The evidence base for interventions for NPSI in MM is still under development and cannot be considered conclusive but can be viewed as promising. NPSIs are widely used, can be highly pragmatic, and are often congruent with principles of health self-management and personal control. Encouragingly, the literature has consistently demonstrated positive NPSI outcomes with no reported adverse effects. This literature highlights emerging and extensive opportunities for both research and clinical applications. It is important to note that while gaps in the extant research and methodological weakness in a study’s design may result in a lack of evidence for the specific intervention, it does not follow that the intervention has no merit and should be discarded. Rather there is a clear need for more rigorous research within the unique context of military service.

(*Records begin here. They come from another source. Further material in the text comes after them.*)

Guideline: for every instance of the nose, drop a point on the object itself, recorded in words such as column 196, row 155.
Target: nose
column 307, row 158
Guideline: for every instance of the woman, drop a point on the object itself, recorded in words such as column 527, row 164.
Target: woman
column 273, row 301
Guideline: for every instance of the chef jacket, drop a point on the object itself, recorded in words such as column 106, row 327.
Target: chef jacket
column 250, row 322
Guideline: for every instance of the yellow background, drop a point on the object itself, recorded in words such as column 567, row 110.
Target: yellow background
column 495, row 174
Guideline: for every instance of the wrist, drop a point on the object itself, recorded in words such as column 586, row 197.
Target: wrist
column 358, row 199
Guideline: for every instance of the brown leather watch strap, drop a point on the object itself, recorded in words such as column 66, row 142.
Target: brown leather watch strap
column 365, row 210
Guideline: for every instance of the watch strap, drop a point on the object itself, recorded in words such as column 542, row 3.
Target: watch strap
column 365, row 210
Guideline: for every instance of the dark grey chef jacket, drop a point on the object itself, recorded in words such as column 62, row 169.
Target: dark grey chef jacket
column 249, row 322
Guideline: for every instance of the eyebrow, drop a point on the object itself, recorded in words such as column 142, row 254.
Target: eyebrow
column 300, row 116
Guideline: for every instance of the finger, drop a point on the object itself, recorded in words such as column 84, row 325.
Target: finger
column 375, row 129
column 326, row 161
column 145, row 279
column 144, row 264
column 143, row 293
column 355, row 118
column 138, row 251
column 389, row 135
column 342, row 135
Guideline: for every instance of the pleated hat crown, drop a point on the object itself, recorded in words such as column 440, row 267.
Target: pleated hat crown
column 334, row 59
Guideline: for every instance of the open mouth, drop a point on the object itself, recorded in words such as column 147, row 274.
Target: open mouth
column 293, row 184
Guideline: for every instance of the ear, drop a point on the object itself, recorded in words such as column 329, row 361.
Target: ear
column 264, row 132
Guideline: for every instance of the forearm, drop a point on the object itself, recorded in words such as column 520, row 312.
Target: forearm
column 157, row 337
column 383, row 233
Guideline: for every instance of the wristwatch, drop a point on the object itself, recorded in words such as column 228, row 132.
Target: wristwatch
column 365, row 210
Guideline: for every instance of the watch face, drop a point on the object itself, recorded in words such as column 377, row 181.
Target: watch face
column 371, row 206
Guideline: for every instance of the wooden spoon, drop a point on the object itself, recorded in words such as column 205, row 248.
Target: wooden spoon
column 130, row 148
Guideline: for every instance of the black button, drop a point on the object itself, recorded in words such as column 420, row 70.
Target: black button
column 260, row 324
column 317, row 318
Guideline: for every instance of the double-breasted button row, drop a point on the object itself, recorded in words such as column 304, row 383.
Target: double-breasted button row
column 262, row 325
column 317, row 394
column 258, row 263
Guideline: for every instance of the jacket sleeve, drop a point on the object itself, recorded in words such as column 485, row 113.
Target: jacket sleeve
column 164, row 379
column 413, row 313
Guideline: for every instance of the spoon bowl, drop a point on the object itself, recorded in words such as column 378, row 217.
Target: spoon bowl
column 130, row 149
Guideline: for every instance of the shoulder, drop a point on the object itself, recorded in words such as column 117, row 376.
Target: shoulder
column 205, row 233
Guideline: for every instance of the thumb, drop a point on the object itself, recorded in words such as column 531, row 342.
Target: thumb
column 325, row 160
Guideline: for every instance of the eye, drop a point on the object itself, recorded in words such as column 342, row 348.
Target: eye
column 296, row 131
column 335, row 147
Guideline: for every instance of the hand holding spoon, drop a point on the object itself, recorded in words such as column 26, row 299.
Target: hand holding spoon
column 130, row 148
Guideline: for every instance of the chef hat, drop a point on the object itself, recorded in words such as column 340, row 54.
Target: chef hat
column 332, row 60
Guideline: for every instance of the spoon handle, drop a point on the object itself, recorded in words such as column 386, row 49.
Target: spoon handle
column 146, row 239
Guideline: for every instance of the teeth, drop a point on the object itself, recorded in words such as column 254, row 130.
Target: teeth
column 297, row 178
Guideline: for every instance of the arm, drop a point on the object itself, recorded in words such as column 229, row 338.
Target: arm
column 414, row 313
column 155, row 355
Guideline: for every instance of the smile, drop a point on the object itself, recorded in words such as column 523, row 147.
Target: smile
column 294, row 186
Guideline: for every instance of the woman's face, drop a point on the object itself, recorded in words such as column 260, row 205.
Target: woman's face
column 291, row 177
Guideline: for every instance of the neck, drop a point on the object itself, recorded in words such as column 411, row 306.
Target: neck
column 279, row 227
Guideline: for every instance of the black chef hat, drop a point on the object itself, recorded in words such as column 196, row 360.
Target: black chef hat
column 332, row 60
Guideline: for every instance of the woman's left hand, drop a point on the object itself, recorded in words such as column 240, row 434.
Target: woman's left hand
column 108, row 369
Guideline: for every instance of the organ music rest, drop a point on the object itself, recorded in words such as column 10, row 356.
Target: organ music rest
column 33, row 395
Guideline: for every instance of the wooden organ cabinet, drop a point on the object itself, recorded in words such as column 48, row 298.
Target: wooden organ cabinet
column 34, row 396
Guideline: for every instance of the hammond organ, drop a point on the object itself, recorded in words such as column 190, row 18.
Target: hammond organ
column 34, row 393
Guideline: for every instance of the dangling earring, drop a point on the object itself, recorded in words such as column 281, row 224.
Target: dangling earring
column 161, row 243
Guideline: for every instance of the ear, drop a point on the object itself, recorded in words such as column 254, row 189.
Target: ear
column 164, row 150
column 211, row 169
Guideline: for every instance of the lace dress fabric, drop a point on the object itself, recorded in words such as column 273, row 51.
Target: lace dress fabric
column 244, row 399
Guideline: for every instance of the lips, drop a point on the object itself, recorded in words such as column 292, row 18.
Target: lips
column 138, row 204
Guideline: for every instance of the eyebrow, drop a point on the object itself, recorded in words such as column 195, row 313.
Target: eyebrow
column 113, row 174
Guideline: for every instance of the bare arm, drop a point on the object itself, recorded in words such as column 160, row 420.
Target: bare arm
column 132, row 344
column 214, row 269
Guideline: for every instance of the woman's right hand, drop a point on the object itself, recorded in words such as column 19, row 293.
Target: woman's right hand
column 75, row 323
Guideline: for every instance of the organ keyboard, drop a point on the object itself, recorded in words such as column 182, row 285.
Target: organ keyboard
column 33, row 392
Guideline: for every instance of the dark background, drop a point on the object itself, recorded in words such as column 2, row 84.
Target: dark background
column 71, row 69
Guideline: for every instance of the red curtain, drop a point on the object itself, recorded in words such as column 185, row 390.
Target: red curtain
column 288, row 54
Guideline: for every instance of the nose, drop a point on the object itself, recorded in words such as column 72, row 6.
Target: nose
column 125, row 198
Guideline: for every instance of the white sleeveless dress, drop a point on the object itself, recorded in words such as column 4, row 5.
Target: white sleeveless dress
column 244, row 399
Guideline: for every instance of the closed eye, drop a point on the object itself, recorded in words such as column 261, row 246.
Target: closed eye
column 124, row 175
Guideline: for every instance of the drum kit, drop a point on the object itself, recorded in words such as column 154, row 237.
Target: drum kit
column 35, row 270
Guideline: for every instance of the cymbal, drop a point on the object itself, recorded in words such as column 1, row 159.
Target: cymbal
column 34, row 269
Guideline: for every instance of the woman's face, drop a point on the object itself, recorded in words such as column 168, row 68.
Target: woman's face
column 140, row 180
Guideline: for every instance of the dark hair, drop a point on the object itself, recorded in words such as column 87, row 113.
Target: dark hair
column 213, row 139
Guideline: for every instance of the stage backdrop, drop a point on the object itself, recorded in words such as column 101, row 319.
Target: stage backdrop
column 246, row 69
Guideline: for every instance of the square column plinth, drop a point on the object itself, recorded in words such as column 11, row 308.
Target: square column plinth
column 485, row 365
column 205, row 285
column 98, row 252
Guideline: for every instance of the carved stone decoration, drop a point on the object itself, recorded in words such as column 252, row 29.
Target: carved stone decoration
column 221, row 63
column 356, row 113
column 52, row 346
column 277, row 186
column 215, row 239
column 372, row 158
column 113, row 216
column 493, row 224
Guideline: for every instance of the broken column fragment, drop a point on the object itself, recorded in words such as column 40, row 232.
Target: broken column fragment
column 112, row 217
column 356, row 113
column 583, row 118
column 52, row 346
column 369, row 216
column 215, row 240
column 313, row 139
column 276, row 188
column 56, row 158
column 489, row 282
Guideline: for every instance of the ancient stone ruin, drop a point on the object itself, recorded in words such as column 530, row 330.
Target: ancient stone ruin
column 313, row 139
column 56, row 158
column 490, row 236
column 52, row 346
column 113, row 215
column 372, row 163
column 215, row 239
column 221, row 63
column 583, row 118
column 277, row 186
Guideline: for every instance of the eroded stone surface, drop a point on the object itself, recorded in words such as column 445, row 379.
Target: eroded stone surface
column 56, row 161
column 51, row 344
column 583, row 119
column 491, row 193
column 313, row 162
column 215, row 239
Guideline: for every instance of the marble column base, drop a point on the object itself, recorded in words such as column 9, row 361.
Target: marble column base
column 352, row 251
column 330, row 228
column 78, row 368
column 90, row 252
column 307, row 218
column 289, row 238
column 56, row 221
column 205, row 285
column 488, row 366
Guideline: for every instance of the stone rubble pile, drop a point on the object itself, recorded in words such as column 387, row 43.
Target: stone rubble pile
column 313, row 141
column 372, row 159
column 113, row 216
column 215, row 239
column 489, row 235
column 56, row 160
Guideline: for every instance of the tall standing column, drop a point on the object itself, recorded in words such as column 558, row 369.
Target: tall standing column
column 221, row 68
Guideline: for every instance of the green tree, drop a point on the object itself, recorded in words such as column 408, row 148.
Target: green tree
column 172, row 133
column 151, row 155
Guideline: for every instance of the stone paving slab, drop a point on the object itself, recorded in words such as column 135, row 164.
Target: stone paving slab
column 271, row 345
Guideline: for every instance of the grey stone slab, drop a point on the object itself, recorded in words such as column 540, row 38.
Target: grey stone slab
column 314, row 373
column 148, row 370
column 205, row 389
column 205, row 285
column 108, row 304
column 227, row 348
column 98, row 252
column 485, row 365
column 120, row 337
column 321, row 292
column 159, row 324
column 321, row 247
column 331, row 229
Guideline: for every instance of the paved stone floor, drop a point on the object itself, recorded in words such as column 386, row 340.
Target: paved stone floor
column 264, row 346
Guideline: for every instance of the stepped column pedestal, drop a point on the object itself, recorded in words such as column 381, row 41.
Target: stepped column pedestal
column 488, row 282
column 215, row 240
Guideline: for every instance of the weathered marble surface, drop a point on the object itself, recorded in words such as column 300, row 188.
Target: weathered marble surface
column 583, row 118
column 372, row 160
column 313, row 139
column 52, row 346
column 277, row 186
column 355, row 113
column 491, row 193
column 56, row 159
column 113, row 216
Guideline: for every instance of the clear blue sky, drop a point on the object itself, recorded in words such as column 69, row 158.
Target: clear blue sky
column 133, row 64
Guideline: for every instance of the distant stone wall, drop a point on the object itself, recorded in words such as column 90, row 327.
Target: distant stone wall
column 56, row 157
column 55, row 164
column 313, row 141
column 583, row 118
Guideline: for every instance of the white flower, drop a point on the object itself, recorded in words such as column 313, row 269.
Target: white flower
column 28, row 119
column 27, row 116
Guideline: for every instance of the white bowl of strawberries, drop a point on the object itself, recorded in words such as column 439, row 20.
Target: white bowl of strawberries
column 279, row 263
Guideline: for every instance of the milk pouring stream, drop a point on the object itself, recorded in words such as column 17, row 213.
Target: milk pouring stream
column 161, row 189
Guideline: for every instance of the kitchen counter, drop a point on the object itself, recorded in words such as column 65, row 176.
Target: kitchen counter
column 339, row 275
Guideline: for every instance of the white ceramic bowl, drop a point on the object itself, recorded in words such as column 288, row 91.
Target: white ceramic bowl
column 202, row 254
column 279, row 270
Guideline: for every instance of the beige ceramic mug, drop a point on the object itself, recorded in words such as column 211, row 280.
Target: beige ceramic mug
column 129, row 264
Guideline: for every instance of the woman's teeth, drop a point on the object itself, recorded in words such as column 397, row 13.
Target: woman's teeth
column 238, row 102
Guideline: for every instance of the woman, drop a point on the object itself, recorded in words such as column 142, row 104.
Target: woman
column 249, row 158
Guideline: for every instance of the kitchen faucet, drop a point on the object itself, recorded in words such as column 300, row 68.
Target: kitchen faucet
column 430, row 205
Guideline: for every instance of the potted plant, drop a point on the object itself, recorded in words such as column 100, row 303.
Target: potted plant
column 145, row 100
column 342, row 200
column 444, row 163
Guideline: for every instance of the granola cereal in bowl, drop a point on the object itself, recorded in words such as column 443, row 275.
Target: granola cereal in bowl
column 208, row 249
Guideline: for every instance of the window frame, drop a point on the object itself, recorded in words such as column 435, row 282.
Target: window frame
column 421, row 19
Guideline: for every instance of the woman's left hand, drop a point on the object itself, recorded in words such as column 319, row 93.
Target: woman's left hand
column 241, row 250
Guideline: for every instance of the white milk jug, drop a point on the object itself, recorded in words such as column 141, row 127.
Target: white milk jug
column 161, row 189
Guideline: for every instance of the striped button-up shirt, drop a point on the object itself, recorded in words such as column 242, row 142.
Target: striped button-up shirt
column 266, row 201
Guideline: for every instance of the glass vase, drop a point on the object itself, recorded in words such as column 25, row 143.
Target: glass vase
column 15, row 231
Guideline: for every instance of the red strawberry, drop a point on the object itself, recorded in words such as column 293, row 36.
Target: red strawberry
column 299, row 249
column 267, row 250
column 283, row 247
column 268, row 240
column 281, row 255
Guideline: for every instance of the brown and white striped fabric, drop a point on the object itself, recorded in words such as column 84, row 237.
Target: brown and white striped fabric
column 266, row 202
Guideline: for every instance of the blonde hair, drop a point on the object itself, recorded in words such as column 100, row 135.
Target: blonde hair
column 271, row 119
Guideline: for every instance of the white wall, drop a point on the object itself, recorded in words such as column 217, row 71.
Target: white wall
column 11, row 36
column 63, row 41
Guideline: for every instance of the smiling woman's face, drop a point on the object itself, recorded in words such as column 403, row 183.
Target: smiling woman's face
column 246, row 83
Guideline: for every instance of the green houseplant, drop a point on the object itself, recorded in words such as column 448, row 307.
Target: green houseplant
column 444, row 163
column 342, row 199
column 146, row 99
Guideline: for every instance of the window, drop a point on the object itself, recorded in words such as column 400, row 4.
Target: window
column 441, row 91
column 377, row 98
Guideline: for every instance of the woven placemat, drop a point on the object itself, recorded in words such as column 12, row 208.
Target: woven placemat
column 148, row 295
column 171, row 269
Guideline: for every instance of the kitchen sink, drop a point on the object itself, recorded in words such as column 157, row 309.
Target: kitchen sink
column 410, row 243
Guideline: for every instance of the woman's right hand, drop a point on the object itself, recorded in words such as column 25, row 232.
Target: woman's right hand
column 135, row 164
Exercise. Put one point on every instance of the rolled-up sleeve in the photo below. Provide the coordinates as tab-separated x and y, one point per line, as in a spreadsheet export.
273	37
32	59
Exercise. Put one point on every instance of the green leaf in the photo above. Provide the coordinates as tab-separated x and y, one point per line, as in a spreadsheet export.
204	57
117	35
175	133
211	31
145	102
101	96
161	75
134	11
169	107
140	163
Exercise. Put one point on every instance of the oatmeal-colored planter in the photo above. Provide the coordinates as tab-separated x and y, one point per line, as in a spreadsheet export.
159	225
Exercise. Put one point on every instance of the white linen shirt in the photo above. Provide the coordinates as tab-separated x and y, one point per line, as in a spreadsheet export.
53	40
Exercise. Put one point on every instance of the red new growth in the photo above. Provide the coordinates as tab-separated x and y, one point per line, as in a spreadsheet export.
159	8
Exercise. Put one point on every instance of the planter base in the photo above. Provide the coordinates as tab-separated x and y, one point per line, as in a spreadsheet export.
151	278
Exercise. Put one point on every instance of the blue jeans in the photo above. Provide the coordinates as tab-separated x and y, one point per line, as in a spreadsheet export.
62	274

The unmet need to better assess and provide NPSI for SD in military members is of particular concern. The evidence is clear that SD impacts the physical, cognitive, and emotional functioning essential for military members to perform their jobs properly. The mission now is to bridge this research to practice gap so that clinicians and their MM patients can move forward with meaningful and effective sleep interventions.